Scab took a long drag of his cigarette, savouring his retro vice.
‘What the fuck!’ Vic screamed at him again, spoiling his contemplative mood. ‘The Consortium navy! The Church! And… and the fucking Elite! And what was happening there – it was like space was being eaten or something?!’ Vic paused for breath, for psychosomatic reasons Scab assumed. ‘What have you got us into?!’
Scab gave the question some thought. ‘It’s exciting,’ he finally said.
Vic stared at him with multifaceted eyes, his mandibles agape. Vic was a humanophile, a worker ’sect who had rejected the tightly regulated, genetically programmed, caste-based social structure of ’sect society and escaped into gravity, augmentation and, somewhat ironically to Scab’s mind, military service. Scab’s military service had been different. He hadn’t volunteered. Before he had been chosen to be an Elite he had been Legion. Offered the choice between serving the Consortium in the CR worlds as one of its most expendable troops or execution for his crimes as a street sect leader on Cyst.
The mandibles-agape expression wasn’t quite working for Vic, Scab decided. ‘Besides,’ he said as he started looking for the portable assembler, using the interface to send it his medical requirements and some more of his debt credits, ‘how often do you get to see two Elite in action?’
Vic’s mandibles clattered together tightly. ‘Oh yes, that was a real treat for me,’ he told his ‘partner’.
He cast his mind back to one terrifying night in the Abyssal Reaches. The destruction of an entire habitat. Their officers had told them that the subsidiary they had been fighting had gone rogue.
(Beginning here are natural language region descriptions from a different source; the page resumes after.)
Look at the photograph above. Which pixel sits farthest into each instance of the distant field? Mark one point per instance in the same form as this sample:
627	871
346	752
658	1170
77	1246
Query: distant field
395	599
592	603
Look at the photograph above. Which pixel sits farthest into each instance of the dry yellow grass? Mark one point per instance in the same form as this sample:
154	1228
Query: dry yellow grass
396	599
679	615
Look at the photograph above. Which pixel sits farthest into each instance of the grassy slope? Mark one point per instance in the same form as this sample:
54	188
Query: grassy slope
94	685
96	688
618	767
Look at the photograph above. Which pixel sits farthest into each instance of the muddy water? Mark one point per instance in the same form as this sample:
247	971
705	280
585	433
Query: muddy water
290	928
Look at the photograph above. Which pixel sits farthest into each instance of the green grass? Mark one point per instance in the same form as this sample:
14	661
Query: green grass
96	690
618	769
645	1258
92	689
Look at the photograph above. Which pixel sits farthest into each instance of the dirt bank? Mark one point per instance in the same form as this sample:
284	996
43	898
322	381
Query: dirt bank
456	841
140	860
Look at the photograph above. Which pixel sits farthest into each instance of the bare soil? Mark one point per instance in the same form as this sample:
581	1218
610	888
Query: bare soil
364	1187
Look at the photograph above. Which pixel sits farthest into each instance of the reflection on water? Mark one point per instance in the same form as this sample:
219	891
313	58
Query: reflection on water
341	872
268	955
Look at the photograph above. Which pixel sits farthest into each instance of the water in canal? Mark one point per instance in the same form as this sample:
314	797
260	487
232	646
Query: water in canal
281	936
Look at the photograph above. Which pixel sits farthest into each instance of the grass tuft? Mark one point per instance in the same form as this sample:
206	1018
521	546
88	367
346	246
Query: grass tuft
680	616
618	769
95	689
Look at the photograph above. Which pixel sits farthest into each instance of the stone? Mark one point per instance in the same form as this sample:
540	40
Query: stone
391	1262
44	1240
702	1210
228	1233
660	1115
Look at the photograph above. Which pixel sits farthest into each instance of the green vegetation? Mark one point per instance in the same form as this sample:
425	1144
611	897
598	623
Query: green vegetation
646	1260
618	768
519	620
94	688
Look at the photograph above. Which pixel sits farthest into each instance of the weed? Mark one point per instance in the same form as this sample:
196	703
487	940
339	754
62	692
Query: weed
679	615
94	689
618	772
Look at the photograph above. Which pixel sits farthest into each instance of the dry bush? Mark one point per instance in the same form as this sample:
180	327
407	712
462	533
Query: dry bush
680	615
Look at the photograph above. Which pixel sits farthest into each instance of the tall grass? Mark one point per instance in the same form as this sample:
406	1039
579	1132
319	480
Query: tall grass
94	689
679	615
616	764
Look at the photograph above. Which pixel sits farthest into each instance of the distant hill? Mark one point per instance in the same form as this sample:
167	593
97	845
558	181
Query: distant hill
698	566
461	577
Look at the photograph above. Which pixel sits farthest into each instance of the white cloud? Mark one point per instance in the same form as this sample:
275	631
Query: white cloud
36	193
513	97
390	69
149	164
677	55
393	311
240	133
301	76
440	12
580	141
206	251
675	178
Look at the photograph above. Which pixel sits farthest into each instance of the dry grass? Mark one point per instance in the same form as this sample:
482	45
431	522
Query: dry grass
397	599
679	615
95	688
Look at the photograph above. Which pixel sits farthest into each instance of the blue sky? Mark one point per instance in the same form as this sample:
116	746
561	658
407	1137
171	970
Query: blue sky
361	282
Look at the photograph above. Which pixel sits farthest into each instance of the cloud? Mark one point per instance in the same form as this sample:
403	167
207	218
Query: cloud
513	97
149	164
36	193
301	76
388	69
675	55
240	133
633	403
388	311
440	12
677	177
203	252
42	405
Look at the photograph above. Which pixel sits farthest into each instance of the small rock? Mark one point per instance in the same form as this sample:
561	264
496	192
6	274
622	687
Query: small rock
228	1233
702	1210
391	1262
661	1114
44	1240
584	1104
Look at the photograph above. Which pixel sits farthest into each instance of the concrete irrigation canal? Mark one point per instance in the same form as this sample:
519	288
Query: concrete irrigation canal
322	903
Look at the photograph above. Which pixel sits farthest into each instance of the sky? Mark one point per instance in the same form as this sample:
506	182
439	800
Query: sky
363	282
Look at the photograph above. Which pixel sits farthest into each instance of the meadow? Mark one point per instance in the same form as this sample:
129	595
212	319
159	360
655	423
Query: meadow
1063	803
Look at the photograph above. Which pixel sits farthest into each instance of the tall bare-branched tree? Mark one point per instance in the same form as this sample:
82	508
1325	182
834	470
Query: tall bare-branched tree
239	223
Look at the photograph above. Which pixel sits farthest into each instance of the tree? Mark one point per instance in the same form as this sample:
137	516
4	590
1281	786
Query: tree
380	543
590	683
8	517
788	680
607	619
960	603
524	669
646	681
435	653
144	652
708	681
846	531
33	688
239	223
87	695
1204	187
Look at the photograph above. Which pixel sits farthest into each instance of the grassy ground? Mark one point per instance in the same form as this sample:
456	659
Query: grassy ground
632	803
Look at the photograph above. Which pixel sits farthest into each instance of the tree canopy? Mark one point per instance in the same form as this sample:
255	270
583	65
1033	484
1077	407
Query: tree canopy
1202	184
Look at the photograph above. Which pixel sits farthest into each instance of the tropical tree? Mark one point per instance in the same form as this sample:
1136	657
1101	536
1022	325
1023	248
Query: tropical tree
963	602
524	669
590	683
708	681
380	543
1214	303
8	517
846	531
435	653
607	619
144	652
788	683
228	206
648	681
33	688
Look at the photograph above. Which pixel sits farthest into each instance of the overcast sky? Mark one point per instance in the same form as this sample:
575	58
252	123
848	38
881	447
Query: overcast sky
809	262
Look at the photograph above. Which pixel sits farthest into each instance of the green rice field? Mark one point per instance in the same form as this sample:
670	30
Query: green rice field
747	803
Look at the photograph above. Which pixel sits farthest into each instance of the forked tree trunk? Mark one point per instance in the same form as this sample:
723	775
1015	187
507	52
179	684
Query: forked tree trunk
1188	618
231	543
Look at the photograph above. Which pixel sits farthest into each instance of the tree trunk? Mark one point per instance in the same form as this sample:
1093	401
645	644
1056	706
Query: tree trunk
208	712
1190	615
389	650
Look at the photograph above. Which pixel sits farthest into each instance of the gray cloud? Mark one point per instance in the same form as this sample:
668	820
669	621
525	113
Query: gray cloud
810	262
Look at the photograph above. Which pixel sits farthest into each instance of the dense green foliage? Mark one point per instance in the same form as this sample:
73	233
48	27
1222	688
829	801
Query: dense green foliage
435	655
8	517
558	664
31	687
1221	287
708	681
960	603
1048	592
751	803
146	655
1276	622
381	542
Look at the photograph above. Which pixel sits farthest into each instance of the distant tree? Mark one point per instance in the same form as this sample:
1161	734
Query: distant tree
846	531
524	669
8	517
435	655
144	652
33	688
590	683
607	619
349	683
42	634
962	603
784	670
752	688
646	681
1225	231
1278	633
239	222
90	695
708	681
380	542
However, a rumour had spread that they had found Seeder ruins in the Reaches, the Consortium board had done the maths and it had simply proved cheaper to use an Elite to bring the conflict to a rapid conclusion. Vic had never quite worked up the nerve to ask if Scab had been the Elite that had killed all those people. Women, children, larvae, it hadn’t mattered. Then he realised what Scab had just said.
‘Two! What do you mean two?’
‘Ludwig was there as well. What do you think took out the Church cruiser?’
Vic allowed more calming agent to mix with his neurochemistry.
‘But we’re out now, done, yes?’ Vic asked when the chemicals had calmed him enough. The ’sect was more than a little worried about how Scab would answer. He knew that Scab was psychotic and more than a little self-destructive but you didn’t go up against the Elite.
Scab finally nodded. ‘We’ve lost the package and we don’t have anything like the resources to retrieve it.’ Once, he thought, once I could have done it.
8. Northern Britain, a Long Time Ago
Surely the body cannot lose this much blood and live? she thought. It had felt painful at first. Now it felt like getting close to sleep. She was weak and tired.